При рождении у нас, людей, по 10–20 тысяч таких специализированных клеток, большая их часть прячется в костном мозге, из них ежедневно около 1300 заступают на смену для пополнения системы. Но подробный анализ крови ван Андел-Схиппер показал, что к моменту ее смерти запас гемопоэтических стволовых клеток практически исчерпался. «По распределению мутаций во всех клетках ее крови было ясно, что все они произошли от двух кроветворных стволовых клеток», – рассказала Хольстеге журналу The Scientist. Она и ее коллеги нашли причину истощения запаса гемопоэтических стволовых клеток у ван Андел-Схиппер: теломеры ее кровяных клеток оказались исключительно короткими, гораздо короче, чем у клеток других ее тканей. Таким образом, эти две клетки приближались к концу своего «репродуктивного периода». Предположительно, остальные 19 998 их товарок уже сошли с дистанции.
По словам Кампизи, когда заканчиваются стволовые клетки, а следовательно, и материалы для восстановления тканей, единственное решение – создавать новые. Самый многообещающий метод здесь – это пересадка. «Делаем маленькую биопсию кожи; мы берем ваши собственные клетки и делаем их плюрипотентными, чтобы не было иммунного ответа, так? А потом мы заново дифференцируем их в нервные стволовые клетки или, скажем, мышечные стволовые и имплантируем вам обратно». Вопрос в том, как доставить клетки по адресу. «Если нам нужно всего сколько-то стволовых клеток, чтобы отрастить хрящ у вас в коленном суставе, то это не проблема. А что делать, если они кончаются у вас во всех длинных мышцах? Как нам направить все эти клетки [по назначению]?» Правда, отдельные популяции стволовых клеток лучше умеют пробираться туда, где требуется восстановление тканей, но почему, никто еще не знает, как и что делать, чтобы сдвинуть с места популяции ленивые. К тому же, как напоминает Кампизи, над всеми манипуляциями со стволовыми клетками для омоложения маячит тень рака: «Каждый раз, когда клетка делится, есть риск, что она станет раковой. Это будет главной проблемой метода».

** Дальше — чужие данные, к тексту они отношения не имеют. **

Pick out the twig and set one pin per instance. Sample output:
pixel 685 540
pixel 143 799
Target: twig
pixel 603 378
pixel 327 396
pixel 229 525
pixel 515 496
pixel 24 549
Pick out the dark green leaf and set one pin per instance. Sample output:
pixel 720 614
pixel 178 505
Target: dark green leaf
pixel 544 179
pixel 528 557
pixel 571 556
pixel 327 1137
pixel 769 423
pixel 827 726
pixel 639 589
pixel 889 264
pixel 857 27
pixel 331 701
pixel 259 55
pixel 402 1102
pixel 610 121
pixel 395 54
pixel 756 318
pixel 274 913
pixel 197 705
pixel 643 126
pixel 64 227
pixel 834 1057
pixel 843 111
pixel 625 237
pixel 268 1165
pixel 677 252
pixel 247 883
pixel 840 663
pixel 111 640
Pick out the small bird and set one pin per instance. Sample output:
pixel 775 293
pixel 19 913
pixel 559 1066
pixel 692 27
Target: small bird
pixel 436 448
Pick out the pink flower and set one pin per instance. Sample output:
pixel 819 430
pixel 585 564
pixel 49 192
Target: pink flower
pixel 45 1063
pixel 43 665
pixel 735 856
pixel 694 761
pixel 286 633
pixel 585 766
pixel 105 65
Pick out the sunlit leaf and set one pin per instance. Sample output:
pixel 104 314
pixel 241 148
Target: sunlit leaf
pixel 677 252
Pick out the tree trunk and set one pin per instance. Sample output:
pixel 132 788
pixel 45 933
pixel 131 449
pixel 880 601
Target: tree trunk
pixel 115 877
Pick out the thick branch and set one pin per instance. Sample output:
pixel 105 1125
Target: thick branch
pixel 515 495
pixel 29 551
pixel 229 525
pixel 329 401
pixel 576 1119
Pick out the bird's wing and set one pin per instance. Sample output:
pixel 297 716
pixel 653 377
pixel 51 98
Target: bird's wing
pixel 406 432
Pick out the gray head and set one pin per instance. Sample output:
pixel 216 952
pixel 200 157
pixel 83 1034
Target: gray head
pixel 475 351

И все же способность наших тел к самовосстановлению определяется не только количеством и качеством стволовых клеток. Она зависит также и от состояния крови, с которой этим клеткам поступают факторы роста и другие необходимые для работы химические вещества. Откуда нам это известно? Следующая глава не для слабонервных, потому что речь там пойдет о сращивании живых мышей бок к боку, чтобы обеспечить общую циркуляцию, смешать их кровь. Это называется парабиозом.
15
Что-то в крови?
Парабиоз (от греч. «жизнь рядом» или «жизнь бок о бок») был впервые осуществлен в 1864 году французским физиологом и политиком Полем Бером, которому просто было любопытно, начнут ли сшитые через кожу звери пользоваться общей системой кровотока. Испробовал он эту операцию на крысах, соединив их бока; предположение его подтвердилось, за что Бер удостоился в 1866 году премии по экспериментальной физиологии Французской академии наук. Принципиальная возможность, таким образом, была доказана, однако научному сообществу парабиоз в качестве исследовательского инструмента оставался малоинтересен до начала следующего века, когда начали сшивать самых разных животных, не только грызунов, но и лягушек и насекомых. Все это помогло изучить множество биологических феноменов, нормальных и патологических.